Systemic Therapy in Advanced Nodular Melanoma versus Superficial Spreading Melanoma: A Nation-Wide Study of the Dutch Melanoma Treatment Registry

Cancers (Basel). 2022 Nov 19;14(22):5694. doi: 10.3390/cancers14225694.

Abstract

Nodular melanoma (NM) is associated with a higher locoregional and distant recurrence rate compared with superficial spreading melanoma (SSM); it is unknown whether the efficacy of systemic therapy is limited. Here, we compare the efficacy of immunotherapy and BRAF/MEK inhibitors (BRAF/MEKi) in advanced NM to SSM. Patients with advanced stage IIIc and stage IV NM and SSM treated with anti-CTLA-4 and/or anti-PD-1, or BRAF/MEKi in the first line, were included from the prospective Dutch Melanoma Treatment Registry. The primary objectives were distant metastasis-free survival (DMFS) and overall survival (OS). In total, 1086 NM and 2246 SSM patients were included. DMFS was significantly shorter for advanced NM patients at 1.9 years (CI 95% 0.7−4.2) compared with SSM patients at 3.1 years (CI 95% 1.3−6.2) (p < 0.01). Multivariate survival analysis for immunotherapy and BRAF/MEKi demonstrated a hazard ratio for immunotherapy of 1.0 (CI 95% 0.85−1.17) and BRAF/MEKi of 0.95 (CI 95% 0.81−1.11). A shorter DMFS for NM patients developing advanced disease compared with SSM patients was observed, while no difference was observed in the efficacy of systemic immunotherapy or BRAF/MEKi between NM and SSM patients. Our results suggests that the worse overall survival of NM is mainly driven by propensity of metastatic outgrowth of NM after primary diagnosis.

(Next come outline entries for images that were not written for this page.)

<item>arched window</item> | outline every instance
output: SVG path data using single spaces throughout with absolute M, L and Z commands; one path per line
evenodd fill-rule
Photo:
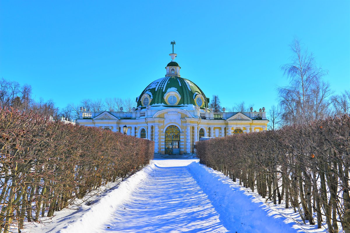
M 233 133 L 243 133 L 243 130 L 240 129 L 236 129 L 233 130 Z
M 141 132 L 140 133 L 140 137 L 141 138 L 146 138 L 146 130 L 144 129 L 141 130 Z
M 144 98 L 144 101 L 142 102 L 144 106 L 147 106 L 148 105 L 149 103 L 149 100 L 148 100 L 148 97 L 145 97 Z

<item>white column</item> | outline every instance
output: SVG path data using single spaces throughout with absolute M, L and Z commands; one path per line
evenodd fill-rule
M 198 141 L 198 126 L 196 125 L 194 126 L 194 139 L 195 142 L 194 143 L 195 143 L 197 142 Z
M 221 137 L 225 137 L 225 126 L 221 127 Z
M 227 136 L 231 135 L 231 129 L 232 127 L 231 126 L 228 126 L 226 128 L 226 134 Z
M 209 128 L 210 129 L 210 137 L 214 138 L 214 126 L 211 126 L 209 127 Z
M 147 126 L 147 138 L 150 140 L 151 140 L 151 132 L 152 130 L 152 126 L 150 125 L 148 125 Z
M 190 125 L 189 124 L 187 125 L 186 128 L 186 152 L 187 153 L 191 153 L 191 132 Z
M 158 153 L 158 124 L 156 124 L 154 126 L 154 153 Z

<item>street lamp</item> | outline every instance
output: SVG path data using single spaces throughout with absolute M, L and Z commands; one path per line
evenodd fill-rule
M 124 132 L 124 134 L 126 134 L 126 133 L 128 132 L 128 126 L 126 126 L 126 125 L 125 125 L 123 126 L 123 131 Z

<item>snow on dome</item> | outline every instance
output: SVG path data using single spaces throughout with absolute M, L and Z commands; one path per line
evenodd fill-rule
M 181 99 L 177 105 L 181 108 L 185 106 L 190 106 L 192 108 L 196 104 L 194 97 L 196 94 L 200 94 L 204 98 L 204 104 L 201 107 L 204 109 L 208 107 L 209 99 L 201 89 L 194 83 L 188 79 L 178 77 L 168 77 L 159 79 L 151 82 L 147 86 L 136 98 L 138 107 L 145 107 L 141 103 L 141 97 L 144 94 L 147 94 L 152 99 L 148 104 L 151 107 L 156 106 L 166 106 L 167 104 L 164 99 L 164 96 L 170 92 L 174 92 L 178 94 Z M 171 105 L 171 107 L 174 107 Z

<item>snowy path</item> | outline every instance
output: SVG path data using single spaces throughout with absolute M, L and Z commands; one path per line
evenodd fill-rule
M 298 214 L 283 205 L 266 203 L 258 194 L 197 160 L 155 160 L 91 206 L 55 217 L 41 230 L 36 227 L 30 231 L 326 232 L 317 225 L 298 223 Z
M 228 231 L 188 167 L 159 167 L 150 175 L 117 207 L 108 232 Z

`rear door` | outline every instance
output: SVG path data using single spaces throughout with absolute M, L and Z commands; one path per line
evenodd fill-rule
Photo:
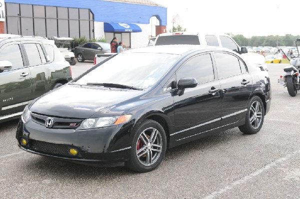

Keywords: immune checkpoint inhibitors; melanoma; survival; targeted therapy.

Grants and funding

For the Dutch Melanoma Treatment Registry (DMTR), the Dutch Institute for Clinical Auditing foundation received a start-up grant from governmental organization The Netherlands Organization for Health Research and Development (ZonMW, project number 836002002). The DMTR is structurally funded by Bristol Myers Squibb, Merck Sharpe & Dohme, Novartis, and Roche Pharma. Roche Pharma stopped funding in 2019, and Pierre Fabre started funding the DMTR in 2019. For this work, no funding was granted.